IND-CCA2 game states and transitions

TRACK_CHALLENGE_CTEXTS: bool = True

CCA2 needs to prevent decrypt() from decrypting challenge ctexts.

State management tools

As described above, the difference between the particular gaves is defined by what action the adversary can take when. This is specified within the TransitionTable for each.

enum toy_crypto.sec_games.State(value)

The state a game.

Member Type:

str

Valid values are as follows:

STARTED = <State.STARTED: 'S'>

INITIALIZED = <State.INITIALIZED: 'I'>

CHALLENGED = <State.CHALLENGED: 'C'>

enum toy_crypto.sec_games.Action(value)

Adversary actions (Methods called).

Member Type:

str

Valid values are as follows:

INITIALIZE = <Action.INITIALIZE: 'initialize'>

ENCRYPT_ONE = <Action.ENCRYPT_ONE: 'encrypt_one'>

ENCRYPT = <Action.ENCRYPT: 'encrypt'>

DECRYPT = <Action.DECRYPT: 'decrypt'>

FINALIZE = <Action.FINALIZE: 'finalize'>

class toy_crypto.sec_games.TransitionTable(table: Mapping[State, Mapping[Action, State]]) → None

Transition Table to manage state of a game.

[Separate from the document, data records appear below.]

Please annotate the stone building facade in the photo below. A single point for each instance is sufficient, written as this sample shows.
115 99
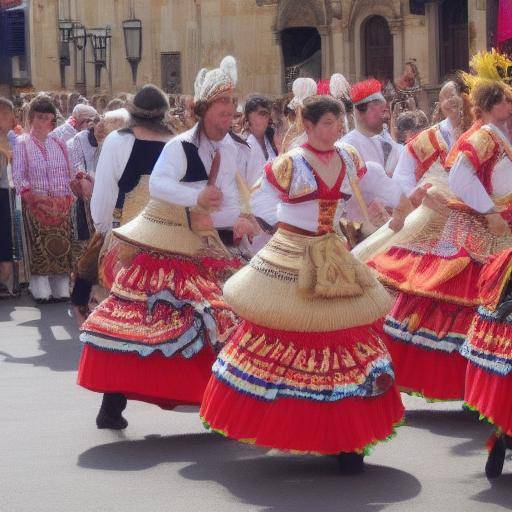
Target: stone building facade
273 40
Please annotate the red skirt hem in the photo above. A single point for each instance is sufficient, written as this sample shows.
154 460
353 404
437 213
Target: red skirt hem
304 426
491 395
164 381
432 374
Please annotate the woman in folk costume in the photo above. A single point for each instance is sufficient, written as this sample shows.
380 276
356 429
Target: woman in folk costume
488 349
421 167
438 296
488 343
42 174
121 188
381 195
155 337
305 371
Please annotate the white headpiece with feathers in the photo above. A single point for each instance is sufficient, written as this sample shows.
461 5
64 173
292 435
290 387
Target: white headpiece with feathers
302 88
339 87
209 85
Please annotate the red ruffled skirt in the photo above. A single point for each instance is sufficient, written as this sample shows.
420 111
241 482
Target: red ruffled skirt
322 393
489 374
154 337
424 337
164 381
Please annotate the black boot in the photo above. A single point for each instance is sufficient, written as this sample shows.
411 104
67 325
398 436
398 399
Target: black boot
494 465
110 414
351 463
504 307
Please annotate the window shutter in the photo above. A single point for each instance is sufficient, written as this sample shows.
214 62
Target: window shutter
15 30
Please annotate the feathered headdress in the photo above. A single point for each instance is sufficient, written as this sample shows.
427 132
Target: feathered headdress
366 91
488 66
209 85
302 88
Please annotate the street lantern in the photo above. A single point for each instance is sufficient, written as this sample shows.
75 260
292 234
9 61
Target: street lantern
65 36
99 40
80 41
79 36
132 29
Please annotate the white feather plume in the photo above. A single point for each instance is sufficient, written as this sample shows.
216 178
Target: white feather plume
228 66
198 83
339 86
302 88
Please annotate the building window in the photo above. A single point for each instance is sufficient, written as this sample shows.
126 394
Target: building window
454 38
171 72
377 49
302 54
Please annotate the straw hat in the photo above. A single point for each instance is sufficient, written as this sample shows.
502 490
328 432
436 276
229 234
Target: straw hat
161 227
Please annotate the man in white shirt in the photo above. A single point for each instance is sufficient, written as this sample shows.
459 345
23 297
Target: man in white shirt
182 173
380 190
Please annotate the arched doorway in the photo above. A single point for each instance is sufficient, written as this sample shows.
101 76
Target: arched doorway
454 36
377 49
302 53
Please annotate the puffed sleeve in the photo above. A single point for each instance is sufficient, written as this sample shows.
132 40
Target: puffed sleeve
114 155
165 181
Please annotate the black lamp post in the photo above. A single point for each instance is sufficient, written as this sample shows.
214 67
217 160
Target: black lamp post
132 29
80 42
99 40
66 35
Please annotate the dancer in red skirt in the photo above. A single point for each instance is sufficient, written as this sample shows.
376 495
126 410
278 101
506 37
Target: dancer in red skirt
305 371
488 349
156 336
436 280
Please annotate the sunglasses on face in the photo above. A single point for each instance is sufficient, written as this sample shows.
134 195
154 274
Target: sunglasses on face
262 113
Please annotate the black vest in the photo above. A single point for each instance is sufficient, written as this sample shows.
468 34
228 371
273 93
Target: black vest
195 167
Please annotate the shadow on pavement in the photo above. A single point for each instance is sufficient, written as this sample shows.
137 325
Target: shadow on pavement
275 482
459 424
59 355
500 490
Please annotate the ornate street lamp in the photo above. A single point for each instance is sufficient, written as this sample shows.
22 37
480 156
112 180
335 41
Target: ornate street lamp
80 42
99 40
132 29
65 36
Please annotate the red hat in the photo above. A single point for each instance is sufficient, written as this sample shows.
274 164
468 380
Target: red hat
366 91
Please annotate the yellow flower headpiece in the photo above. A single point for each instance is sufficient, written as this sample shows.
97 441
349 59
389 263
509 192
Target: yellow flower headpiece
488 66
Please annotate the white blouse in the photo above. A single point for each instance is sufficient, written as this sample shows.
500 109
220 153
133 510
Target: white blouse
257 160
465 184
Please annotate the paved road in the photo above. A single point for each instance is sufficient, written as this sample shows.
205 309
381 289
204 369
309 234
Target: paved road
54 459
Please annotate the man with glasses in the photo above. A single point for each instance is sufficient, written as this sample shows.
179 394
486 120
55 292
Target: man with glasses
81 118
42 174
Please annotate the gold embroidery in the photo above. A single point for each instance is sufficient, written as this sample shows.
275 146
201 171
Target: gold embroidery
283 169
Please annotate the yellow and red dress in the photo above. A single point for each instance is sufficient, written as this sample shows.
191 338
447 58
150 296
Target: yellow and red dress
488 348
305 371
436 277
421 164
155 337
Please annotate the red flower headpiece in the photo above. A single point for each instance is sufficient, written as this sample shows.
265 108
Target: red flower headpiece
366 91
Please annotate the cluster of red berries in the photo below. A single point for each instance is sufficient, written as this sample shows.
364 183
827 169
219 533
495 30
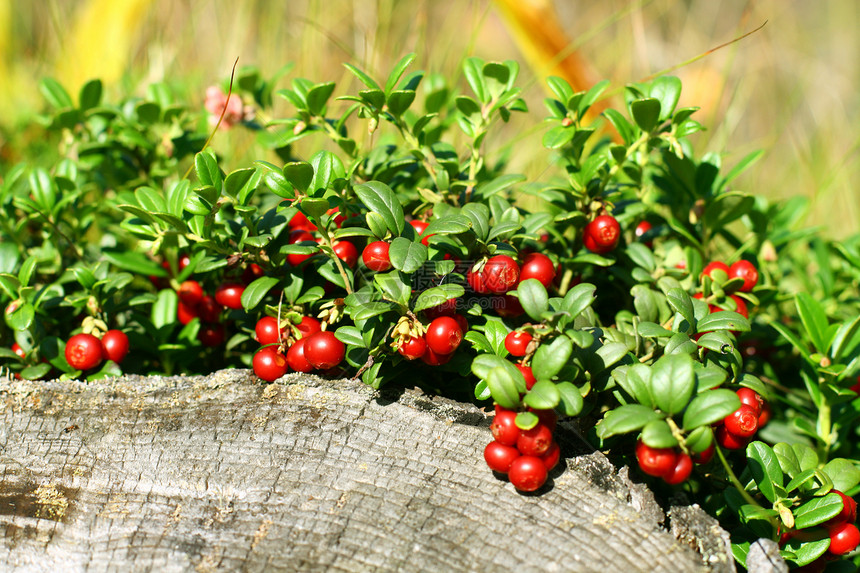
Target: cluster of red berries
601 234
86 351
738 428
844 535
442 337
301 347
525 456
734 432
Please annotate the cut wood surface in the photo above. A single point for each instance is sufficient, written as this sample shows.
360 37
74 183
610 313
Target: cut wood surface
223 473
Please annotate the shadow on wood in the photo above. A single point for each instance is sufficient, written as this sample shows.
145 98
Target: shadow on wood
224 473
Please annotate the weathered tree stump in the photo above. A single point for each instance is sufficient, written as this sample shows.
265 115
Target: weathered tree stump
225 473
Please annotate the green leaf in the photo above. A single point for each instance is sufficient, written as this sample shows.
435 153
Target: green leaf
164 310
646 113
394 287
658 434
526 420
379 198
673 382
350 336
765 469
682 303
318 96
134 262
363 77
550 358
814 321
56 95
208 172
90 95
571 398
407 256
254 292
844 473
503 388
817 511
533 298
667 90
473 68
299 174
709 407
624 419
437 295
723 320
544 395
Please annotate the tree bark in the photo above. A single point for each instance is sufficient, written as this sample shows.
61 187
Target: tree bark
223 473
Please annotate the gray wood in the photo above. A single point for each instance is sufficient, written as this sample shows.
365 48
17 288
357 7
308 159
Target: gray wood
222 473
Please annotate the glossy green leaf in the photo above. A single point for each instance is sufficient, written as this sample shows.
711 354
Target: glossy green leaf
710 407
673 382
624 419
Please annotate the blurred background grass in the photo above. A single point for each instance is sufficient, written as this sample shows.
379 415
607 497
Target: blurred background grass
790 89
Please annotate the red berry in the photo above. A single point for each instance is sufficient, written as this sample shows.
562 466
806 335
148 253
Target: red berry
681 471
551 457
499 457
538 266
190 293
713 266
602 234
751 398
844 538
764 417
251 273
84 351
848 513
704 456
534 442
269 364
642 228
444 335
308 325
744 270
209 309
230 295
420 227
375 256
527 473
433 358
412 347
268 331
115 345
296 356
476 281
346 252
185 313
517 342
656 462
211 335
743 422
500 274
504 427
728 440
527 374
323 350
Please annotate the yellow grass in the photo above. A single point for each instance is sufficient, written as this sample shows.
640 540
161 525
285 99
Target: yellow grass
791 88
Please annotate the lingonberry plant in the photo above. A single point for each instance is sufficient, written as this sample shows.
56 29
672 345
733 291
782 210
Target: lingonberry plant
671 313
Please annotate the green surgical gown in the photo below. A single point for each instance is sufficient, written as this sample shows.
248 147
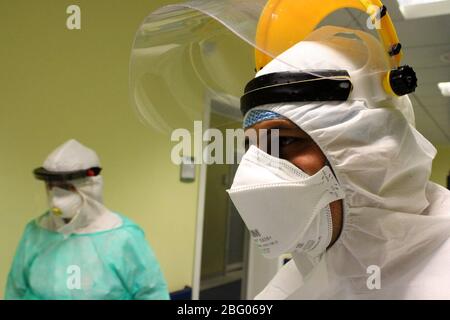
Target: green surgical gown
112 264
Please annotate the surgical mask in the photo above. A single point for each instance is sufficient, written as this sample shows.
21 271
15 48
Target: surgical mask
285 209
64 203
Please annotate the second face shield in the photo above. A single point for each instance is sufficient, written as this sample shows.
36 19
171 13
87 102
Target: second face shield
285 209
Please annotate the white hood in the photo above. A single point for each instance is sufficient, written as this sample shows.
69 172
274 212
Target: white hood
383 164
93 216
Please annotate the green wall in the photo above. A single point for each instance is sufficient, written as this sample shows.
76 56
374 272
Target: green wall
58 84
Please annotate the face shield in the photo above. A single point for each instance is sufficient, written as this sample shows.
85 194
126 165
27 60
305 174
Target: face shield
185 53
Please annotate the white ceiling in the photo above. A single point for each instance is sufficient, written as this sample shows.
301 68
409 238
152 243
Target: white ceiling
423 40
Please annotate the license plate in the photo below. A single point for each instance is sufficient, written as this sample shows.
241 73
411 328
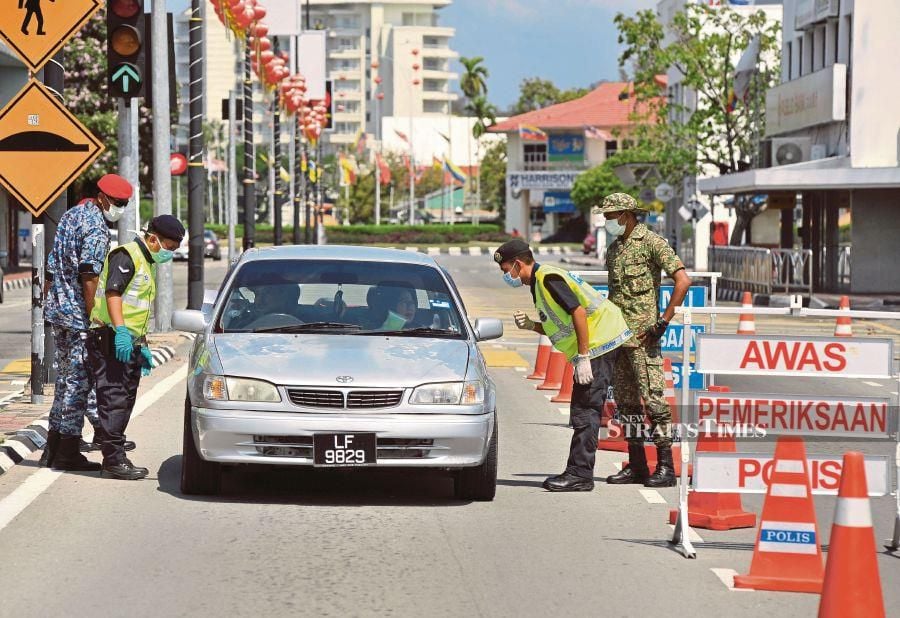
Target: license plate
344 449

It can be treated like a mapping.

Parameters:

table (Mapping[State, Mapping[Action, State]])

__getitem__(item: State) → Mapping[Action, State]

So that items can be looked up with [key] as in a real dict.

Parameters:

item (State)

Return type:

Mapping[Action, State]

keys() → KeysView[State]

Just like keys for a real dict.

Return type:

KeysView[State]

protocol toy_crypto.sec_games.SupportsTTable

Has what it takes to be decorated by manage_state().

This protocol also depends on a private member. See source if you need to make this work for something other than an Ind. Classes that implement this protocol must have the following methods / attributes:

current_state: State

t_table: TransitionTable

Each method that the adversary can call is wrapped by the @manage_state decorator

@toy_crypto.sec_games.manage_state(fn: F) → F

Decorator to check/transition state for Ind method calls.

Parameters:

fn (TypeVar(F, bound= Callable[..., Any]))

Return type:

TypeVar(F, bound= Callable[..., Any])

Footnotes

[1] (1,2)

The reason I separated game initialization from game creation is because the user may wish to rerun a game many times. After all, the adversary doesn’t need to win every time to win overall. It only needs to win meaningfully more than half the time. And so I didn’t want to user to have to create a large number of instances of a game class and have to rely on the Python garbage collector to free up memory.